Research & Sampling Design – Comprehensive Study Notes

Meaning and Scope of Research Design

"Research Design" = overall blueprint for a study.
- Arranges the “what, where, when, how much & by what means” of data collection/analysis.
- Formal definition: “arrangement of conditions for collection & analysis of data in a manner that combines relevance to research purpose with economy in procedure.”
Covers researcher actions from framing the hypothesis → operationalising variables → collecting & analysing data → writing final report.

Typical Design‐Decision Questions

What is the study about & why is it being done?
Where & when will it be carried out (time horizon, geographic setting)?
What data are required & where can they be found?
What period(s) will be covered?
What sample design will be followed?
Which data-collection techniques will be used?
How will data be analysed? In what reporting style?

Four Sub-Designs Contained in the Master Design

Sampling design – procedure for selecting study elements.
Observational (data) design – conditions under which observations are made (who, when, where, with what instrument).
Statistical design – how many observations, which analyses.
Operational design – field and administrative procedures that implement the other three.

Need / Importance of Research Design

Ensures smooth, efficient conduct → maximises information while minimising time, effort & cost.
Provides firm foundation for reliability & validity of results.
Serves as architectural “blue-print,” analogous to a house plan before construction.
Specific benefits:
- Reduces inaccuracy & bias; improves efficiency & reliability.
- Minimises waste of resources; guides resource allocation.
- Clarifies requirements for hypothesis testing & data needs.
- Communicates overview to other experts; keeps project on course.

Features of a Good Design

Flexible, appropriate, efficient, economical.
Minimises bias & experimental error; maximises reliability.
Generates maximal information; allows examination of multiple aspects of problem.
Suitability is context-specific: one design rarely fits all problems.

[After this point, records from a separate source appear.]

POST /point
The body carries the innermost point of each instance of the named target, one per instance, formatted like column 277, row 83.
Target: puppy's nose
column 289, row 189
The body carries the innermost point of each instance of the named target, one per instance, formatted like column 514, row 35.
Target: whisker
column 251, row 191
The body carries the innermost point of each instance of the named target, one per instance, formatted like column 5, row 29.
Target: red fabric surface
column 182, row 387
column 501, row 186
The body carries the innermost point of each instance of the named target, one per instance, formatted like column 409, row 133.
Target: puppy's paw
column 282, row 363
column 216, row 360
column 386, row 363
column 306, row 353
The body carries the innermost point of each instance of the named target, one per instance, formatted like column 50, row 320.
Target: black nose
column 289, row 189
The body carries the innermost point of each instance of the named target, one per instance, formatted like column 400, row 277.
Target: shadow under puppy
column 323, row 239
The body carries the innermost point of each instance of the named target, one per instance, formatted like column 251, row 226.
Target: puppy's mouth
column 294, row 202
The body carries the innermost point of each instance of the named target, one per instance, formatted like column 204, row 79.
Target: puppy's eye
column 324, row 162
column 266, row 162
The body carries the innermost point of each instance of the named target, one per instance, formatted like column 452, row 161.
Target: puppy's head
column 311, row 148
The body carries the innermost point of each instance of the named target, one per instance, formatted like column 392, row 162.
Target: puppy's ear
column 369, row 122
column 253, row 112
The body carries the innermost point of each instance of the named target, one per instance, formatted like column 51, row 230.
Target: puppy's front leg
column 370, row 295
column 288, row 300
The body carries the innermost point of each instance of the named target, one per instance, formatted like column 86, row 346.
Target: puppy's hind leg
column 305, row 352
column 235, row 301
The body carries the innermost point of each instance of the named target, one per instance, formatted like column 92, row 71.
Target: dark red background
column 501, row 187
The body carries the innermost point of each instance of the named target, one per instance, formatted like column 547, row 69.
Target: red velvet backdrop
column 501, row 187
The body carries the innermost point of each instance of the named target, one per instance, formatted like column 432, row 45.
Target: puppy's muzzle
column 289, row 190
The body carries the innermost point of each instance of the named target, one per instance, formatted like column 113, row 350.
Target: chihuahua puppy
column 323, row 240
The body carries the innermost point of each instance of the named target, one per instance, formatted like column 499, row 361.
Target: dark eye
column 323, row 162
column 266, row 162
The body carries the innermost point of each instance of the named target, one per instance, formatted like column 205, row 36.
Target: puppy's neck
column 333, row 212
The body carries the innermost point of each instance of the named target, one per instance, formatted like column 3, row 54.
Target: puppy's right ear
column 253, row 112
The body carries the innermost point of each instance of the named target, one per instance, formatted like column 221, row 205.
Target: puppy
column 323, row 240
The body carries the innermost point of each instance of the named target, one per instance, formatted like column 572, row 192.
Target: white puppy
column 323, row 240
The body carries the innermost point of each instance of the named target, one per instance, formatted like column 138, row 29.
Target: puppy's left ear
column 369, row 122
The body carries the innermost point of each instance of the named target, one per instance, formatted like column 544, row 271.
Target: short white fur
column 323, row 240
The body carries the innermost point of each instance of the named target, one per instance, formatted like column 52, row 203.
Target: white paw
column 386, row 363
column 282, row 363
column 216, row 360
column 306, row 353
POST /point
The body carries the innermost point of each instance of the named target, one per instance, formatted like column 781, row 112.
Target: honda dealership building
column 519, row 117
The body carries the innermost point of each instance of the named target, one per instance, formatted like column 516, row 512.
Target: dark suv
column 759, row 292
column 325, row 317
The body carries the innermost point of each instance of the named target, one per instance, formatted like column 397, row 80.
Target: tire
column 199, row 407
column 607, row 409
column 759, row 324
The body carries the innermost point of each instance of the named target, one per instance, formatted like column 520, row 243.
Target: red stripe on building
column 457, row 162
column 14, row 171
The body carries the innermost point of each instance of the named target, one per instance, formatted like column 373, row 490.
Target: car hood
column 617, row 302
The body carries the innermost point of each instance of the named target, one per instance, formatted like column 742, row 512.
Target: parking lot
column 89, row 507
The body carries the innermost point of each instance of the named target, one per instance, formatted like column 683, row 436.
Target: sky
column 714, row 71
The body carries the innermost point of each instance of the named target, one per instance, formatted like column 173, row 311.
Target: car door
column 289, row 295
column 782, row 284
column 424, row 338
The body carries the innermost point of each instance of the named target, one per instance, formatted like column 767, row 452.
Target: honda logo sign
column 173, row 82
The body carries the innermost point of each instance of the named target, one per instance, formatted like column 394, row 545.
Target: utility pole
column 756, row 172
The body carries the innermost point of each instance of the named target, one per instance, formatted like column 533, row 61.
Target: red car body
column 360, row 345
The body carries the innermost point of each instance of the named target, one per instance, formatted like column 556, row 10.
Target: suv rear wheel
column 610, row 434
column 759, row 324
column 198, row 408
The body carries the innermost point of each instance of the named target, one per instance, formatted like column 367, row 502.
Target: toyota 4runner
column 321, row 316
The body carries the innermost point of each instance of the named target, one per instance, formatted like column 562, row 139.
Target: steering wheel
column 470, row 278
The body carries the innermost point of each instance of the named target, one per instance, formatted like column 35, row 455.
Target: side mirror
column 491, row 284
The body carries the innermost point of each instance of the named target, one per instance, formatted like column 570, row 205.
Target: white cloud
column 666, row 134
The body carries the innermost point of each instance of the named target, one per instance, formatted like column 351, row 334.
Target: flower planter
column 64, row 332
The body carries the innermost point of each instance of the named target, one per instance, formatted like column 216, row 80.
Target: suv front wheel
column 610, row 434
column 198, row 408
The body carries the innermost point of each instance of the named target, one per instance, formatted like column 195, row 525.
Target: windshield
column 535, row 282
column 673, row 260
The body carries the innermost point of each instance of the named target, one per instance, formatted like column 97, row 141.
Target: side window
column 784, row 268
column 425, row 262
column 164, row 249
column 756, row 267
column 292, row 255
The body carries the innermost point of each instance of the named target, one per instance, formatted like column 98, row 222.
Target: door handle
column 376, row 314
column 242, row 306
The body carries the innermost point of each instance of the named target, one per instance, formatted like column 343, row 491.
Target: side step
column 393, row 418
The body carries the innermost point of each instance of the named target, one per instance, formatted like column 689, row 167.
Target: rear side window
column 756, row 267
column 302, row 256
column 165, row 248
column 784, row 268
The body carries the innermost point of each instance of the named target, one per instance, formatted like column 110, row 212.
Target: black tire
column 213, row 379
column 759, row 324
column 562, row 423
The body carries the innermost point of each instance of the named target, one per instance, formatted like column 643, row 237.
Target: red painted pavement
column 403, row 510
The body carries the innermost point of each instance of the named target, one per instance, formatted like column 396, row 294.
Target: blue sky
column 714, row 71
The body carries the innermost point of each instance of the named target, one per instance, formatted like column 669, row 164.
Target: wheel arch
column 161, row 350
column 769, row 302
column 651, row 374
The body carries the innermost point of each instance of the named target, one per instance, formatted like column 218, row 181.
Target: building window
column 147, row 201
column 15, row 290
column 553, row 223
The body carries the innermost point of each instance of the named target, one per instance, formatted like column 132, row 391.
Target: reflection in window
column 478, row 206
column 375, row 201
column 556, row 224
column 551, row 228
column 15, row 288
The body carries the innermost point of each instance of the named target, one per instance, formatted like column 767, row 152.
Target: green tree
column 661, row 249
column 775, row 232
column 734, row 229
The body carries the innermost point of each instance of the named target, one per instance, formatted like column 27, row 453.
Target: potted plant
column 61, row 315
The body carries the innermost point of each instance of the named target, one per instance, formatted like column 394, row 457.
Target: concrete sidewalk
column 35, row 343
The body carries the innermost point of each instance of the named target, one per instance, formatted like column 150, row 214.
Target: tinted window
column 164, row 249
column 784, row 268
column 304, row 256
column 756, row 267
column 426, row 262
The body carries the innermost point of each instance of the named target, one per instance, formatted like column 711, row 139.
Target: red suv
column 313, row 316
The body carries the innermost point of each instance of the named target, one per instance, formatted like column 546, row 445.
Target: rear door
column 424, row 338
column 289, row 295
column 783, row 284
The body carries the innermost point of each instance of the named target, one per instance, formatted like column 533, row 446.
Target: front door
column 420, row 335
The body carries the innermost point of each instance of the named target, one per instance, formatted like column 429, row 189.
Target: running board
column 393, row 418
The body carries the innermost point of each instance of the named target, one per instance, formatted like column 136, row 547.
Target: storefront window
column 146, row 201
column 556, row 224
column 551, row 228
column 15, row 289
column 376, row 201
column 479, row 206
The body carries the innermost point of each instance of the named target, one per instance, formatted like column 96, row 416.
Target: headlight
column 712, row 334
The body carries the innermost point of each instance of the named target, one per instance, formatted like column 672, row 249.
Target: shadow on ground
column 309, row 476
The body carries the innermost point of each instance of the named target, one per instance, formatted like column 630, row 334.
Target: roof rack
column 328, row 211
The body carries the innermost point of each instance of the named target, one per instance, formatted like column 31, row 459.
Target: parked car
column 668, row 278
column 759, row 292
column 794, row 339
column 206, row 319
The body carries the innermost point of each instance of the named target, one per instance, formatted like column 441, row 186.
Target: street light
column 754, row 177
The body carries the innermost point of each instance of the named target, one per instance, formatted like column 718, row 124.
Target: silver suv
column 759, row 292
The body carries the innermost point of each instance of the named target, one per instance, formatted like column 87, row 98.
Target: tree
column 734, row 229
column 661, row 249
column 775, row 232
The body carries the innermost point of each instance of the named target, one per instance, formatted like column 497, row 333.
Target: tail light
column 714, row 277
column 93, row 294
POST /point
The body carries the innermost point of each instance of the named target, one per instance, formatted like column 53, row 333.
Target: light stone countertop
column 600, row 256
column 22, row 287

Criteria normally considered:

Means of obtaining information.
Skill/availability of researcher & staff.
Objectives & nature of problem.
Time & money constraints.

Key Concepts in Research Design

Variable – measurable concept; can be continuous (age, income) or discrete (number of children).
Independent Variable (IV) – antecedent; manipulated/predictor.
Dependent Variable (DV) – outcome/consequence affected by IV.
- Example: Age → Height (Age = IV, Height = DV).
Extraneous Variable – IV not related to study purpose but influences DV → introduces experimental error.
Control – design strategies to minimise extraneous influence.
Confounded Relationship – DV influence by extraneous variables; IV–DV relation clouded.
Research Hypothesis – predictive statement linking at least one IV to one DV; tested via scientific method (e.g., “e-Learning enhances teaching–learning experience”).
Hypothesis-Testing Research
- Experimental: IVs actively manipulated.
- Non-experimental: IVs not manipulated (ex-post-facto, survey, etc.).
Experimental & Control Groups – experimental receives novel treatment; control receives usual conditions.
Treatments – specific conditions applied to groups.
Experiment – process of testing statistical hypothesis.
- Absolute vs comparative experiments.
Experimental Unit – basic plot/subject on which treatment is applied.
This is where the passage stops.